Computer Science Seminar
Where’d My Photos Go? Challenges in Preserving Digital Data for the Long Term
Seminar Slides: Download (PDF)
When: Thursday, December 12, 2013
                     Where: PGH 232
                     Time: 11:00 AM
Speaker: Prof. Ethan L. Miller, University of California, Santa Cruz
Host: Prof. Edgar Gabriel
Society’s memory was once stored on analog media, which survive benign neglect relatively well. However, our culture's heritage is now being generated and stored digitally, potentially presenting problems for long-term storage. However, digital media require relatively constant maintenance to guard against threats ranging from device failure to format obsolescence to storage security to insufficient funding. Preserving our digital heritage in the face of these challenges, thus avoiding a "digital dark age", is thus perhaps one of the most critical challenges faced by computer systems researchers.

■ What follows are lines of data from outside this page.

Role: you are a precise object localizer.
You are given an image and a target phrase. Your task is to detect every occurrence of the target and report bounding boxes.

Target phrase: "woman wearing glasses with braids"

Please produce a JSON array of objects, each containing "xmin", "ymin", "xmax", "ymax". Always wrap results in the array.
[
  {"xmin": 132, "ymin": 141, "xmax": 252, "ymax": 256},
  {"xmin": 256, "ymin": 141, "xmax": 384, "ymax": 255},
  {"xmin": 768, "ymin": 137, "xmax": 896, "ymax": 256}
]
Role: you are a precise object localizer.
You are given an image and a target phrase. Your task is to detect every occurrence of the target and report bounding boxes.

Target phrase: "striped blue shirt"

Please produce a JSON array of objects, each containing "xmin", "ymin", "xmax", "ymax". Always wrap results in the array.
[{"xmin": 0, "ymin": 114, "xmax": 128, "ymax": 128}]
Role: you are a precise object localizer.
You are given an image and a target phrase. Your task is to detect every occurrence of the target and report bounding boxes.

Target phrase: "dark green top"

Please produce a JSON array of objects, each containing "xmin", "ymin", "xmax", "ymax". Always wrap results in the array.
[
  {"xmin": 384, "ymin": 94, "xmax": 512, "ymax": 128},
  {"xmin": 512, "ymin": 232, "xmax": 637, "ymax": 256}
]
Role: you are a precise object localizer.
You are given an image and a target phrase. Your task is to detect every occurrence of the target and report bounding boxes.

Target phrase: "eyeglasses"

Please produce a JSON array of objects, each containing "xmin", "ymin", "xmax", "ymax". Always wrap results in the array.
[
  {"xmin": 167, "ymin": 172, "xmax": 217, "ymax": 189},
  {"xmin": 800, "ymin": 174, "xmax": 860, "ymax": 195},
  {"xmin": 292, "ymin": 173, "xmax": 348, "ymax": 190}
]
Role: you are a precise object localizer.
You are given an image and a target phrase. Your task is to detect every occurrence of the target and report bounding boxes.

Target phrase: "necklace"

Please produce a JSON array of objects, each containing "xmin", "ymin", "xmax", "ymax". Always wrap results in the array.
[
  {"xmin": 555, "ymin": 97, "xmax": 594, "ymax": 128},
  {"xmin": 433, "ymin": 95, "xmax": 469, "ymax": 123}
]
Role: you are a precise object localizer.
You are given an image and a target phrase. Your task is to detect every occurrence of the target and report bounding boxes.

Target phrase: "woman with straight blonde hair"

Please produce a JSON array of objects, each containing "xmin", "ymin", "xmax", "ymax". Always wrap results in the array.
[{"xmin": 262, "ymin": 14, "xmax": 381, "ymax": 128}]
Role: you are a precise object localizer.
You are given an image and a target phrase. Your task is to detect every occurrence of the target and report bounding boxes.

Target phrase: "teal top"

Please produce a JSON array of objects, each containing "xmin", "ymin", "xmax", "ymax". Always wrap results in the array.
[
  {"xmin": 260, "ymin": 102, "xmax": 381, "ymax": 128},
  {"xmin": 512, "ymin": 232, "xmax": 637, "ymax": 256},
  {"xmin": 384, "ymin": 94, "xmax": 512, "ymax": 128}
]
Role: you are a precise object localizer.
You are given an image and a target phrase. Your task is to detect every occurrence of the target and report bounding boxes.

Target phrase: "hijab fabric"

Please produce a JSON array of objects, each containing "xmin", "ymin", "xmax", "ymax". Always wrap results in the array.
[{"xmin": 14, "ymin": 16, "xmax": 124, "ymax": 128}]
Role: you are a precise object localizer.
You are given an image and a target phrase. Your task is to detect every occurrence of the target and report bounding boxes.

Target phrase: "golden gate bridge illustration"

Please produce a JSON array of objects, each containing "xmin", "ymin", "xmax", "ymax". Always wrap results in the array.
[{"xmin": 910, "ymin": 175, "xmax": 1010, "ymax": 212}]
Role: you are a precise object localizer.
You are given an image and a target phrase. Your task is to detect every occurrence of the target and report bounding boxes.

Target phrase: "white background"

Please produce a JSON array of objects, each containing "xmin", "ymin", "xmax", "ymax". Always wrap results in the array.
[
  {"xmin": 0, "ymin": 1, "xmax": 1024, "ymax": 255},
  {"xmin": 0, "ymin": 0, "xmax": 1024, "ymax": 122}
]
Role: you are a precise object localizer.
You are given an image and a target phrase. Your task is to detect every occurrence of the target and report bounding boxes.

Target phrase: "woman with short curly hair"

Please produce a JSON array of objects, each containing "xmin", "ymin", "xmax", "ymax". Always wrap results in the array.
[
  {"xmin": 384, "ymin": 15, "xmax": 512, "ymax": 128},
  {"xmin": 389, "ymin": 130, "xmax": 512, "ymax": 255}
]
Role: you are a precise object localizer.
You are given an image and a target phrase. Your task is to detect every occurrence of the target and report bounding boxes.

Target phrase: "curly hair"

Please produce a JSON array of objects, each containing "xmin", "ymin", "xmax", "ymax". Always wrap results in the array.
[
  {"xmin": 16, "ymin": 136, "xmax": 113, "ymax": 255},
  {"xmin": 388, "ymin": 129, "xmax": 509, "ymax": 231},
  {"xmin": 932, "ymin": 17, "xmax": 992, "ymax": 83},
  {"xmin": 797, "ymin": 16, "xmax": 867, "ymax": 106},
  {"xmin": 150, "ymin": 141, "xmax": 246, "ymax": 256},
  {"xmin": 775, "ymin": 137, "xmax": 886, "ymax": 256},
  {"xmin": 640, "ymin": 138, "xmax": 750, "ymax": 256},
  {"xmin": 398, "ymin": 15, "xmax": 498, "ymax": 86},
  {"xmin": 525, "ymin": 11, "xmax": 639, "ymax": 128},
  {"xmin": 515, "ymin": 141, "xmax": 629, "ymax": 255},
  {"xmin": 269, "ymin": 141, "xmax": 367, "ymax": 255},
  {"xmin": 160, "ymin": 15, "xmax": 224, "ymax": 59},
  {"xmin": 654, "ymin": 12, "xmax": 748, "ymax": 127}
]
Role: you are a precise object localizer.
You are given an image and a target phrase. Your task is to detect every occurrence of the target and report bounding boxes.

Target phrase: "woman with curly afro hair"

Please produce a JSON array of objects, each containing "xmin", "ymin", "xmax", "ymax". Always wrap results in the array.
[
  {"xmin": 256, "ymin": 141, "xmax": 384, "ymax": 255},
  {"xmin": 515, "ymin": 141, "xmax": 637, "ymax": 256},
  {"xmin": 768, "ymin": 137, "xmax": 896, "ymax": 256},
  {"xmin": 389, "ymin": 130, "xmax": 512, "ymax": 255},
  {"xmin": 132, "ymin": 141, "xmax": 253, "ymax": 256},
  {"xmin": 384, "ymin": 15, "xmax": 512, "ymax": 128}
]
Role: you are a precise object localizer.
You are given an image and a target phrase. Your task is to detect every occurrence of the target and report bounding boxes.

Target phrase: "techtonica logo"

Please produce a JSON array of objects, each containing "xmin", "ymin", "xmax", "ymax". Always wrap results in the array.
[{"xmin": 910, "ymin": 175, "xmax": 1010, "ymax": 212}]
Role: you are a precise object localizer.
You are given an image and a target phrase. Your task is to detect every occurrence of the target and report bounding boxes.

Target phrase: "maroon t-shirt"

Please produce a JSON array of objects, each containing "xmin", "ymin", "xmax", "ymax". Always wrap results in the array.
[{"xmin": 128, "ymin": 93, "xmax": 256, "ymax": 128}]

This talk will provide an overview of the problem of archival storage, relating current practices in the digital realm to long-established techniques from analog media. It will then discuss trade-offs that must be made over the lifetime of the stored data, which far exceeds the service life of any single component in the system, along with approaches to designing long-term preservation systems that leverage new technologies such as network-attached disk and flash memory to decrease cost and improve long-term security. The talk will also cover our research on the use of modeling and Monte Carlo simulation to gauge the impact of design trade-offs and less common events on the likelihood that data will survive for the desired lifetime given an initial funding level. We are also exploring the effects of long-term trends such as storage cost and density, power cost, and even changes in interest rates on data survivability. By combining new design technologies with an understanding of how system costs may vary over the long term, we hope to provide techniques to guarantee that the vast quantity of data we are now generating will be available to future generations.
Bio:
Ethan L. Miller is a Professor of Computer Science at the University of California,
                     Santa Cruz, where he is the  Director of the NSF I/UCRC Center for Research in Storage
                     Systems (CRSS) and Associate Director of the Storage Systems Research Center (SSRC).
                     He received his ScB from Brown in 1987 and his PhD from UC Berkeley in 1995, and has
                     been on the UC Santa Cruz faculty since 2000.  He has written over 120 papers covering
                     topics such as archival storage, file systems for high-end computing, metadata and
                     information retrieval, file systems performance, secure file systems, and distributed
                     systems.  He was a member of the team that developed Ceph, a scalable high-performance
                     distributed file system for scientific computing that is now being adopted by several
                     high-end computing organizations.  His work on reliability and security for scalable
                     and distributed storage is also widely recognized, as is his work on secure, efficient
                     long-term archival storage and scalable metadata systems.
His current research projects, which are funded by the National Science Foundation, Department of Energy, and industry support for the CRSS and SSRC, include long-term archival storage systems, scalable metadata and indexing structures, high performance petabyte-scale storage systems, and file systems for non-volatile memory technologies. Prof. Miller's broader interests include file systems, parallel and distributed systems, operating systems, and computer security. In addition to research and teaching in storage systems and operating systems, Prof. Miller has worked with industry to help move research results into commercial use at companies such as Symantec, NetApp, and EMC; he has been working with Pure Storage since 2009 on designing purpose-built enterprise block storage from commodity flash drives.